Животные, как правило, не могут принимать телепатические мысли
людей, но бушующий сейчас в Секвойе ментальный шторм увеличил
частоту - или энергию - до куда более высокого уровня. И мысли
тысяч телепатов всего мира были сосредоточены на маленьком
городке Тихоокеанского побережья.
Слушайте, слушайте! Лают собаки!
Нищие в город идут...
Но есть и другая поэма, думал он, роясь в памяти. Другая,
которая подходит даже лучше. Как же...
Надежды и страхи всех лет...
* * *
V
* * *
Бездумный лай собак был хуже всего. Он поднимал напряжение
воя, сумасшедшей дикости, что бушевала вокруг госпиталя подобно
приливным волнам. Пациенты тоже откликались на это;
потребовались мокрые простыни и водная терапия, а в некоторых
случаях и смирительные рубашки.
Хобсон смотрел через полароидное стекло окна на раскинувшийся
далеко внизу город.
- Сюда им не добраться, - сказал он.
Хит, осунувшийся и бледный, но с каким-то новым огнем в
глазах, кивнул в сторону Беркхальтера.
- Ты пришел одним из последних. Семеро наших были убиты. Один
ребенок. Десять других еще в пути. Остальные здесь - в
безопасности.
- Насколько в безопасности? - спросил Беркхальтер,
прихлебывая сваренный Хитом кофе.
- Настолько же, что и везде. Это здание построено так, чтобы
невменяемые путешественники не могли выбраться наружу. Эти окна
не бьются. Причем с любой стороны. Толпа сюда не ворвется. Во
всяком случае, эту будет непросто. И, само собой, здесь ничего
не горит.
- А что насчет персонала? Я имею в виду обыкновенных людей.
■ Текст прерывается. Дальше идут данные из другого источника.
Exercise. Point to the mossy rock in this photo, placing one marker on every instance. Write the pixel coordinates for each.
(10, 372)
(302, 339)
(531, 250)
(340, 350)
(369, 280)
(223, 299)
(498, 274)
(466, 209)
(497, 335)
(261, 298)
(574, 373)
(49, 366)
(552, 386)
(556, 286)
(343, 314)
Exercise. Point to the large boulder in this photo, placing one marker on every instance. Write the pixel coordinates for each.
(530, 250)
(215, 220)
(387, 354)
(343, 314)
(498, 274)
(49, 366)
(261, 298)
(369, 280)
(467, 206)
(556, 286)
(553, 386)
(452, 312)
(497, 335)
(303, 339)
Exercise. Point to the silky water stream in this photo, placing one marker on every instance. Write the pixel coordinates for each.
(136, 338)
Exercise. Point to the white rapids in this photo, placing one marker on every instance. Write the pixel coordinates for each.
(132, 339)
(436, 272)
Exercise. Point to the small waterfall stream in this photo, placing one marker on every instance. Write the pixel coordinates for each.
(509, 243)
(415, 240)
Седовласый человек, сидевший за столом неподалеку, перестал
заполнять карту и, взглянув на Беркхальтера, криво усмехнулся.
Консул узнал его: доктор Вэйланд, главный психиатр.
- Гарри, медики-профессионалы долго работали с Болди, -
сказал Вэйланд. - Особенно психиатры. И если кто-нибудь из
обыкновенных людей может понять точку зрения телепатов, то это
мы. Мы не участвуем в войне.
- Госпиталь должен работать без изменений, - сказал Хит. -
Несмотря на происходящее. К тому же, мы совершили кое-что
беспрецедентное. Мы прочитали мысли каждого обыкновенного
человека в этих стенах. Трое из всего персонала относились к
Болди с предубеждением и симпатизировали линчевателям. Мы
попросили их уйти. Теперь здесь нет угрозы Пятой Колонны.
- А еще один человек, доктор Уилсон, спустился в город и
попытался урезонить толпу... - тихо сказал Хобсон.
- Его принесли назад, - отозвался Хит. - Сейчас ему вводят
плазму.
Беркхальтер поставил чашку.
- Ладно. Хобсон, ты можешь читать мои мысли. Что ты об этом
думаешь?
Круглое лицо Немого было бесстрастно.